The hour-long podcast, entitled ‘The Great Awokening: Being Woke in a Post-secular society’, is a “Wokeness 101” crash course. Discussing the jargon, and ideological foundations of Leftist constructs such as “white fragility”, “systemic racism”, who are the Frankfurt school, John Dewey’s possible connection to that Marxist movement, and its progeny: Cultural Marxism.
Jones outlined how the absence of well-defined terms automatically negate terms like ‘systemic racism’ because its founded on subjective ambiguity.
This “vagueness” was bolstered by “questionable examples” which are also used to prop up generalizations.
In order to prove the existence of systemic racism – the belief that “all institutions are solely programmed to benefit white people” – advocates have to use melanin as a measuring stick in order to give their argument the appearance of credibility.
This vagueness necessitates the art of embellishment, and the overlooking of irony.
Jones argued that “being called systemic racism based on white melanin is extremely simplistic” because skin colour is “crazy criterion.” Define whiteness.
Without a proper definition for systemic, there can be no intellectually honest justification for labelling a person, place or thing, as being proof of the existence of “white systemic racism.” Using melanin to judge an entire group of people as evil, for instance, is by definition racist.
For example, ‘white systemic racism’ asserts that racism is a sin condition that only plagues those born with white melanin.
Jones (rightly in my opinion) labelled this a product of “post-modern hermeneutics.” There is “no such thing as truth” means that destructive untruths can be given free reign. Evidence can be manufactured and made to look a certain way, as long as those with the power have control of the language and/or narrative.
Such as the abuse of language which calls abortion “healthcare”, and the once celebrated [violent] intellectual practice of revisionism (deconstructing, and remaking history, people, places and things in our own image, through a preferred subjective ideological lens).
For Jones this is the applied “theory of language as a use of power.”
Linking in Cultural Marxism, Chavura stated that Cultural Marxism, though it’s dismissed by critics as a “term invented by the Right”, “was an undeniable school of thought taking Marxist categories of oppressed and oppressor beyond the economic realm and applying to it other forms of oppression: gender, race, sexuality.”

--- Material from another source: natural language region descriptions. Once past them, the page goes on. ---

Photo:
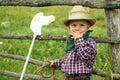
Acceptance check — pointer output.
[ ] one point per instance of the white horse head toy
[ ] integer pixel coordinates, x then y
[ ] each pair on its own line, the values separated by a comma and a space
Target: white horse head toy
38, 21
36, 24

Chavura added that we shouldn’t use the term Cultural Marxism without qualification and caution, but “anyone who says that C.M isn’t a thing, doesn’t really understand that this particular mindset, was, and is, very common in universities. Particularly from the 1960s onwards.”
The fruit of which we’re witnessing at work in society today with domestic attempts at overturning, and undermining Biblical Christianity and Western Civilization.
Disagreeing with Jones’ comment about a detachment of Cultural Marxism from Marxism proper, Chavura noted that it’s important not to “downplay the relationship. Cultural Marxism”, he affirmed, “comes out of Marxism.
This relationship is clearly present in Black Lives Matter’s hatred for capitalism. The economic dichotomy of Marx lives on in “Woke Theory” and the BLM movement, “promoting victimization” along with the noticeable “absence of forgiveness” and mercy.
In general, I found little to dislike or with which to disagree.
I wasn’t aware of the connection Jones makes between John Dewey, Marxism, and the Frankfurt movement.
In addition, I don’t share Stephen’s current pessimism about America. Underestimating the ability, capacity and faith of the American people, goes hand in hand with the historical caveats against invading Russia from the West during winter.
However, Chavura’s cautious optimism (self-described “pessimistic optimism”) does raise important critical questions. While he ‘believes in the resolve of Americans’ and (correctly) holds the view that the current contemporary context is, or is birthing a “Kairos Moment” for the Christian Church, he’s also a realist. Aware that ‘sometimes things need to get worse before they get better.’
I would add onto this discussion the crisis of Critical Race Theory. As well as the culture of suspicion spread by the Intersectionality rubric, which forces onto society an us vs. them ‘cognitive distortion.’ (Jonathon Haidt)
The: “you are what they say you are. You will do, think, speak, as they tell you to, or else!”
If, as Chavura has said, ‘the Middle-Class is being weaponized’, I don’t think it’ll be a weapon of mass destruction.
I don’t think the Middle-Class are fully capable of being turned into one.
If the Middle-Class is weaponized, it’ll be the weaponization of Middle-Class youth, whose parents have long abdicated responsibility for what their children are learning.
If Cultural Marxism continues to march, recruit, and mobilize jackboots without challenge, the Middle Class are in for a great culture shock, as their youth seek to act out their indoctrination. Triggered into action by reflexes long conditioned through exposure to carefully positioned Marxists, manipulative propaganda, and the mass distortion of political education.